I'm not aware that we ever made that recommendation. There are some some complications for filtering if you have lower than 30 samples, because variant recalibration does not work as well with low amounts of data. But you can do variant calling with HaplotypeCaller on any number of samples. We have a new workflow that now makes it easier to use it on many samples, but low number of samples was never a problem for HC.

Geraldine Van der Auwera, PhD

• Posts: 17Member

Ok, thank you very much.
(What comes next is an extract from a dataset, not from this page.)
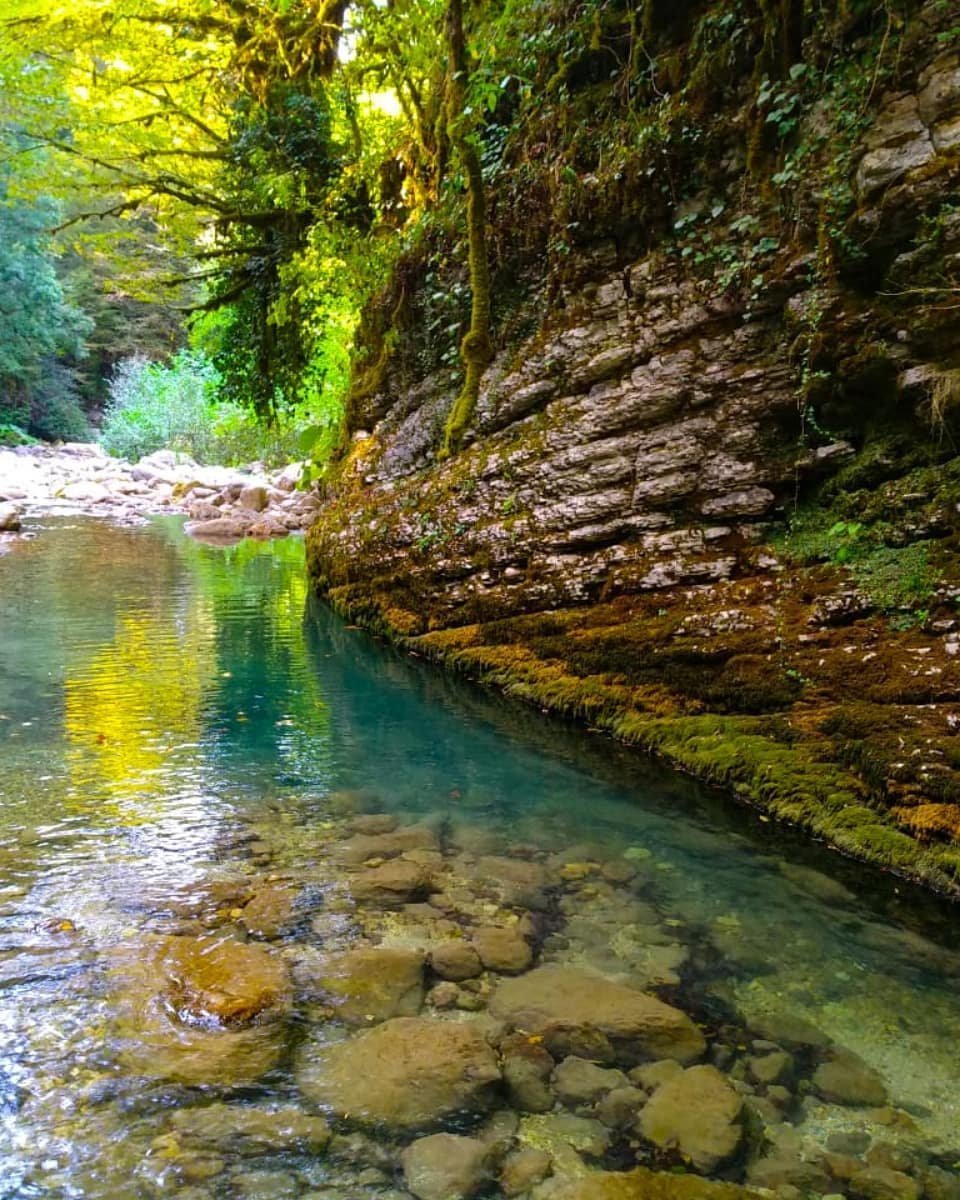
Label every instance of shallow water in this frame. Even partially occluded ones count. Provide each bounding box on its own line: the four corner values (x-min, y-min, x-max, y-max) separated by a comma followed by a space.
0, 518, 960, 1200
Sorry for this confusion. I was so sure that in Best Practise v4 it was recommended. I would take a look again and try out HC for variant calling and for this multiple hits.

If you find the text that caused your misunderstanding, let me know and I will try to clarify what we wrote in order to avoid future misunderstandings. Good luck with your work.

Geraldine Van der Auwera, PhD

• Posts: 17Member

I take a look at my notice and at the best pratice documentation and at the output of HC it is written "unrecalibrated SNP and indel calls" So I thought the variant recalibration is needed for the whole HC calling. But it seem to be enough to make a hard-filtering methode? It was something wrong associated in my head, I think the documentations is fine.

Oh I see, we'll need to clarify that. This only means that the calls coming from HC are unfiltered, the same as for UG, and they need to be filtered before use in an analysis project. Filtering is best with VQSR, but if that's not possible, hard filtering is ok.

Geraldine Van der Auwera, PhD

• Posts: 17Member

Hi, so I repeat the analysis with the HC for this project (previously done by UG) and for this multihit example we have again the false positive hit. The read amount was only changed to 25,3 and 28,6 from the example in the picture, respectively.

I'm currently running another project analysis with more validated multiple hits which are false positives. I hope we can remove some of them.